2017 saw the entire Startup ecosystem galvanise against the tyranny of the angel tax, a draconian measure that seeks to tax as income any securities issued at a premium and at a price greater than the Fair Market Value. Although the law says that the Fair Market Value is the higher of the valuation report or the value determined by the taxman on the date of issue, many startups have faced demand notices in spite of having followed the law and having issues securities at the price justified in their valuation report. Those who seek to fight this may ultimately prevail, but the upfront deposit of 20% of the tax payable, the time it takes to fight these matters and the sword of Damocles hanging over their head makes many entrepreneurs throw their hands up in frustration.
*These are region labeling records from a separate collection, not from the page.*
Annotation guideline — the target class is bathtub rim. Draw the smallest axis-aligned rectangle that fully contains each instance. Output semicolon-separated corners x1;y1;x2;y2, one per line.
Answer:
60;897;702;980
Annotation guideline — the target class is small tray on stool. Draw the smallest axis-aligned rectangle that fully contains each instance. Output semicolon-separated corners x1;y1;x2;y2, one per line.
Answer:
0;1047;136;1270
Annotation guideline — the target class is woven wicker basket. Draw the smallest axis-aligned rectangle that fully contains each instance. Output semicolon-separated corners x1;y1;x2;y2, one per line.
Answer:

Even investors have to suffer adverse tax consequences, be it the inability to set off or carry forward their share of fund expenses, the differential tax treatment of domestic hedge funds (Category III AIFs) vs foreign hedge funds and Foreign Institutional Investors (FIIs), lack of clarity on the categorization of Short-Term Capital Gains as Business income or Capital Gains, or the unfavourable tax treatment meted out to domestic investors as opposed to foreign capital.

What we need is to:

  1. Remove the applicability of the dreaded Angel Tax from companies who raised capital prior to the Startup India Scheme and who qualified as startups during their raise.
  2. Remove the discretionary powers allowed to the taxman to disregard a valuation certificate and allow for the current law, which measures the FMV as the higher of the valuation report or the present value, to prevail.
  3. Clear all pending cases of angel tax levies for companies which have a valid valuation report and not subject them to the Byzantine appeals process.
  4. Categorise securities held by a domestic fund as a capital asset only, along the lines of the allowance made to FIIs during Finance Act 2014, this removing the disadvantage placed upon domestic funds.
  5. Relaxation of Place of Effective Management (POEM) rules for Fund Managers, thus ensuring the flow of USD 12-16 Billion in management fees coming into India (assumed at 2% fees of 600 billion dollars in FPI, 200 Billion in venture investment, which currently invests into India but is managed from outside India for tax planning purposes).
  6. Allow for investors in AIFs to set off or carry forward their proportionate share of expenses incurred by the AIFs.

Well begun is half done, but not Complete

India is the third most vibrant startup ecosystem in the world, behind the USA and China, and is still growing in a furious space. The startup phenom has seen thousands look upon entrepreneurship as a viable life choice; thousands of jobs are being created in the country and millions of dollars of value are being created in India. The Indian Government has done its fair share in easing this journey and supporting the ecosystem, which also needs to be acknowledged and celebrated by all of us.

At the eve of the upcoming budget, as many look closely at the change in tax rates or the panacea to the NPA challenge, a small group of us will be sifting through the details to discern the subtle changes, which like the beat of a butterfly’s wings, will have far-reaching ramifications for us all.

(Disclaimer: The views and opinions expressed in this article are those of the author and do not necessarily reflect the views of YourStory.)